The “death” of the devil in people’s minds is accelerating the “death” of God in de-Christianized Western societies.

 

Father François-Marie Dermine, promoter of an annual international course on exorcism in Rome, discusses his recent popular work about the devil, offering keys to discernment on this controversial and sensitive topic in this article in the National Catholic Register.

Fr François-Marie Dermine OP says: 

"If the figure of the devil is missing, one also loses sight of the figure of God itself. In this sense, the death of the devil can accompany or precede or favor that of God because it makes the concept of God very abstract. It makes faith arid and intellectualistic and makes us forget that we really need to be saved, helped and protected by the Lord. We must bear in mind that our faith consists in the effective presence of a loving God, and reasoning is not always the best way to reach God."

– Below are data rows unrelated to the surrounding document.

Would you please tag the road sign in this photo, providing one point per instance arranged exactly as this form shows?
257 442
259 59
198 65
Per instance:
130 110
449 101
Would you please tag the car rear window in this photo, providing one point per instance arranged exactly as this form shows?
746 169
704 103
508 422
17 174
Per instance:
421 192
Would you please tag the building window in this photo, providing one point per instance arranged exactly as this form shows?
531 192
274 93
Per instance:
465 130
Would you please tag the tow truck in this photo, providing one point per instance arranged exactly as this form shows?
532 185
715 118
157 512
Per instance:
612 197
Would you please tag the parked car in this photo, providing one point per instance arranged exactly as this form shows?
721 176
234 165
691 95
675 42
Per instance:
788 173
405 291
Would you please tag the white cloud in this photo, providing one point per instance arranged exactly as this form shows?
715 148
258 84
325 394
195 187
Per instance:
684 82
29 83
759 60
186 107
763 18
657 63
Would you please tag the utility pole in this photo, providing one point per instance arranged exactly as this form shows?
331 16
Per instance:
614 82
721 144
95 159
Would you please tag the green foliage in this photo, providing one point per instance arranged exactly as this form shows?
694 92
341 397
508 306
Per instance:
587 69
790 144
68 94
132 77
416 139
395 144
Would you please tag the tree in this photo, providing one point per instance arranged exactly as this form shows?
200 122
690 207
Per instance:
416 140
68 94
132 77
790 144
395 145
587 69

In response to the question of why he decided to write a new book: Ragioniamo sul demonio. Tra superstizioni, mito e realtà (“Let’s Reason About the Devil: Between Superstitions, Myths and Reality”), which was written in a question-and-answer format and seeks to inform the public — believers and nonbelievers — about the nature and scope of Satanic activity at a time when the devil’s very existence is being increasingly questioned, Fr François-Marie explained:

I am an exorcist, and it really hurts me to hear people in general and priests in particular deny the concrete action of the devil in our lives. I couldn’t stand this situation anymore. It is the fundamental reason why I wrote this book. Faith deprived of the belief in the existence of the devil is not genuine because the existence of angels is a truth of faith, and the devil is a fallen angel. I am very clear from this point of view. Whoever denies the existence of the devil is a heretic. Obviously, the devil is not at the center of the faith, but his figure is indispensable to understand the mystery of faith.

I sometimes wonder how a priest can remain faithful to his vocation without believing in the devil. It makes him a kind of social worker, but nothing more.

Asked whether those who have a rooted life of prayer be the victims of third parties who resort to occult practices Fr François-Marie responds:

"Yes, unfortunately. This fact has been confirmed by my own experience. Everyone can be a victim of evil. But it is obvious that it is more difficult that a person who tries to live an honest life in the grace of God become prey to the devil. However, I have followed devout Christians who were under his grip. But if this happens, if God allows it, it is to enable these people to come to a greater good."

It might be a worthwhile read for Fr Paul Fox in Rayleigh!